TAKING PRIDE IN THEIR CULINARY HERITAGE
What better way to celebrate Singapore's 50th birthday than with our favourite dishes mid-air? SIA introduced Peranakan dishes that were developed with culinary personality Shermay Lee for a three-month period from July to September 2015 to commemorate this landmark national event.
A spokesman for the airline said SIA has received positive feedback from passengers about the concept, authenticity and taste of the food. Popular dishes include Ayam Buah Keluak, Peranakan Hokkien Mee Soup and Traditional Ice Cream Wafers.
Beyond September, you may see some of these dishes immortalised in SIA's Book the Cook programme, where passengers can pre-select their meals before they fly.
The airline's manager for regional catering, Darren Bott, says: "Our passengers are offered a taste of the Gulf, Emirates' home, through dishes like the traditional Arabic Mezze presented as a generous spread of savoury dishes, including hummus, muhammara and warm lamb kofta, complemented by local garnishes and breads."
Some 25 to 30 per cent of the airline's passengers choose the Middle Eastern option, and Emirates' signature chicken biryani is an all-time favourite across its network.
At Qantas, serving Australian food is its way of supporting and spreading the word about local producers. The airline's international head of food and beverage, Richard Bateman, says: "We buy from more than 1,500 Australian companies, helping them grow, develop and find new markets."
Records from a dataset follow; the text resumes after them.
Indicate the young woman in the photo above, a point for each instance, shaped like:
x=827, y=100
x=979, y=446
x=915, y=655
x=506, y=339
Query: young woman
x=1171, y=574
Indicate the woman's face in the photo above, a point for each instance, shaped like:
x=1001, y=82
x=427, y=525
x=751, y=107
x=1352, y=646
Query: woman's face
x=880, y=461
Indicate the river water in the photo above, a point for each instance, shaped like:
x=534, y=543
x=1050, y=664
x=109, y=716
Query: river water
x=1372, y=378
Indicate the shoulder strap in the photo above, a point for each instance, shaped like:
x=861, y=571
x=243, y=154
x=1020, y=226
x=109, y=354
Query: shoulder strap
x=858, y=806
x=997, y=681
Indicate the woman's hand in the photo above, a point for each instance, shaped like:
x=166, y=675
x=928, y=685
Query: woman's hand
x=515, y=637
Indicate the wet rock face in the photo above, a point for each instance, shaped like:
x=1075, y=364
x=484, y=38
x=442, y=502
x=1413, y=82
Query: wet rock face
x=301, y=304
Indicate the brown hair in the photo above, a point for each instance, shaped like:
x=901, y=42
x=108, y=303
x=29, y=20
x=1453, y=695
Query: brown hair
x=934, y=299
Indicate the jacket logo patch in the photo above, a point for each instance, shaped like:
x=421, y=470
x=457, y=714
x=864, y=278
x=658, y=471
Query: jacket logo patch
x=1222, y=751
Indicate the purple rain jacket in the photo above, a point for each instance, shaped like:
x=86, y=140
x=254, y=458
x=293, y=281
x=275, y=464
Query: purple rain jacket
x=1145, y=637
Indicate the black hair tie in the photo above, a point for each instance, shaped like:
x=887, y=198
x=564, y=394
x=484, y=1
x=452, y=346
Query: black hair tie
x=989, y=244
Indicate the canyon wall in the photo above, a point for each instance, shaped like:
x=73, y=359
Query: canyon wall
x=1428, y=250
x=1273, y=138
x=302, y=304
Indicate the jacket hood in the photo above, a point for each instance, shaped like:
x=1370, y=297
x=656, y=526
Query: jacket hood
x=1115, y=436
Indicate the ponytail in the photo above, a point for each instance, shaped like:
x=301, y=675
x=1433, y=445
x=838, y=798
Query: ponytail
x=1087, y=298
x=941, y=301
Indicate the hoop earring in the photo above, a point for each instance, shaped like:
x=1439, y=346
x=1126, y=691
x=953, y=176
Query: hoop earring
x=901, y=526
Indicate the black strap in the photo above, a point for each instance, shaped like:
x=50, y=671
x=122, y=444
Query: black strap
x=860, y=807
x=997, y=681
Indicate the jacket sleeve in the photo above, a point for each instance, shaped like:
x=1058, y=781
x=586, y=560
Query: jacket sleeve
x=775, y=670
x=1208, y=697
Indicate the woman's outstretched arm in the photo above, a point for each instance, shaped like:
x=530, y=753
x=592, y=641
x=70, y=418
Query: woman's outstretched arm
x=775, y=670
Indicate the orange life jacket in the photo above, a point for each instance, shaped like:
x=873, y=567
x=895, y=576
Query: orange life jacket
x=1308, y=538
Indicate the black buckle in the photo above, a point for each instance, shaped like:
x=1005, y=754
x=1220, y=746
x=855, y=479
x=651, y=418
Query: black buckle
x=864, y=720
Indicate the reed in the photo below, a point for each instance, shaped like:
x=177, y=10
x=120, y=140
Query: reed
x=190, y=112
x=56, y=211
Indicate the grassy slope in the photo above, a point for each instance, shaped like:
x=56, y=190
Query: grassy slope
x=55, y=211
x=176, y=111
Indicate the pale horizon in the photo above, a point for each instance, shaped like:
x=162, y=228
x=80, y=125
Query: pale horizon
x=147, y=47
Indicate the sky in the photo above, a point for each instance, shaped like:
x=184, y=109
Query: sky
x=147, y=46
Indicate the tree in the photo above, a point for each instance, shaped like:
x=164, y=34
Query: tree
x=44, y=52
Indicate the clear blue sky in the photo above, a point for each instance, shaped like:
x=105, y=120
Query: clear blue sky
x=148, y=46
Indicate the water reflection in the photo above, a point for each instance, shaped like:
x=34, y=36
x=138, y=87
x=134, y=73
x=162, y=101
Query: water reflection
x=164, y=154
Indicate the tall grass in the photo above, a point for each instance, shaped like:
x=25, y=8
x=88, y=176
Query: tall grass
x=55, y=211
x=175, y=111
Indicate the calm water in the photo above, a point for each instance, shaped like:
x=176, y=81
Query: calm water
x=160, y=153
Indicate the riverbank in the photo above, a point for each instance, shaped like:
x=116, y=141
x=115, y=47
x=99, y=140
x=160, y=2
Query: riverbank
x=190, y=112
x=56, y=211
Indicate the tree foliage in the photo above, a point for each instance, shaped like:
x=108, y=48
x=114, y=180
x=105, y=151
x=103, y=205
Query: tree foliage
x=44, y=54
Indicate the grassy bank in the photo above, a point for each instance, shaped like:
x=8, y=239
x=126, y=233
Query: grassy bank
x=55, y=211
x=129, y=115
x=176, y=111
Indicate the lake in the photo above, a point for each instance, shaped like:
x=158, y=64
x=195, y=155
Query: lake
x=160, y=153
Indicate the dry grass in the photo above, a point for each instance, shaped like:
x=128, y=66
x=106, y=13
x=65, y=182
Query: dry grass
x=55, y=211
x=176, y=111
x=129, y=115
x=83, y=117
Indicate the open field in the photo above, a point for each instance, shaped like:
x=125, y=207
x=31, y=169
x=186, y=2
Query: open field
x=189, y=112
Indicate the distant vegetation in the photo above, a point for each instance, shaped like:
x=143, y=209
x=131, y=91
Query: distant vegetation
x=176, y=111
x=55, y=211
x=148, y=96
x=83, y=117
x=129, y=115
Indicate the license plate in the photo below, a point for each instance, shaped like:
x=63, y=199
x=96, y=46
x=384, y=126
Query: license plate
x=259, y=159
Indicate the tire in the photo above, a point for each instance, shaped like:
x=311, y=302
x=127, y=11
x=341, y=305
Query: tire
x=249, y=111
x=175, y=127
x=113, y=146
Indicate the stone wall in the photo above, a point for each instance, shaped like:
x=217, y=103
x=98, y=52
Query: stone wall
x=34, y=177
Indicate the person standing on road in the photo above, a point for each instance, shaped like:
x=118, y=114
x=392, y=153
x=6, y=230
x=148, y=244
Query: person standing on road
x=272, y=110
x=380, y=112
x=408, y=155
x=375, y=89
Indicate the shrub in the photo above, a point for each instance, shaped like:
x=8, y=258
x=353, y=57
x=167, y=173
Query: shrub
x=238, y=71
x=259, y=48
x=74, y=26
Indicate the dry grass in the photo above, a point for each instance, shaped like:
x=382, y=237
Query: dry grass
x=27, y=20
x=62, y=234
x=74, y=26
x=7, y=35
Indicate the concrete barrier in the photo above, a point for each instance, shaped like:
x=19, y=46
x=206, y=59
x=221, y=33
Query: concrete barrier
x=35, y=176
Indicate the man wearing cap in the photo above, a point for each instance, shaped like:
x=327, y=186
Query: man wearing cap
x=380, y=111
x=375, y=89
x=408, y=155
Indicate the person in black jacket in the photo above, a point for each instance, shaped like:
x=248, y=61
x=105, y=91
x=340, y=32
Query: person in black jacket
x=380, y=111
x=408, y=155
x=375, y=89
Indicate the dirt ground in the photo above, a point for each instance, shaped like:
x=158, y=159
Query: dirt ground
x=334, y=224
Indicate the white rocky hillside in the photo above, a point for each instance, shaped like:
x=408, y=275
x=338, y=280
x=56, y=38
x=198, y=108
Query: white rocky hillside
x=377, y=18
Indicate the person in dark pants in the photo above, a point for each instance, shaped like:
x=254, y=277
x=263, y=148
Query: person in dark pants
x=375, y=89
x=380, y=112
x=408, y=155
Dishes include the airline's signature Rockpool Steak Sandwich, Chicken Shnitzel and Coleslaw Sandwich.
It's not just Australian food you can chow down; the airline also showcases some of the country's finest wines, from world-renowned vineyards to up-and-coming boutique producers.
Says Mr Bateman: "Australian food and beverage is a reflection of our multicultural nation, and is driven by incredible produce from across the country."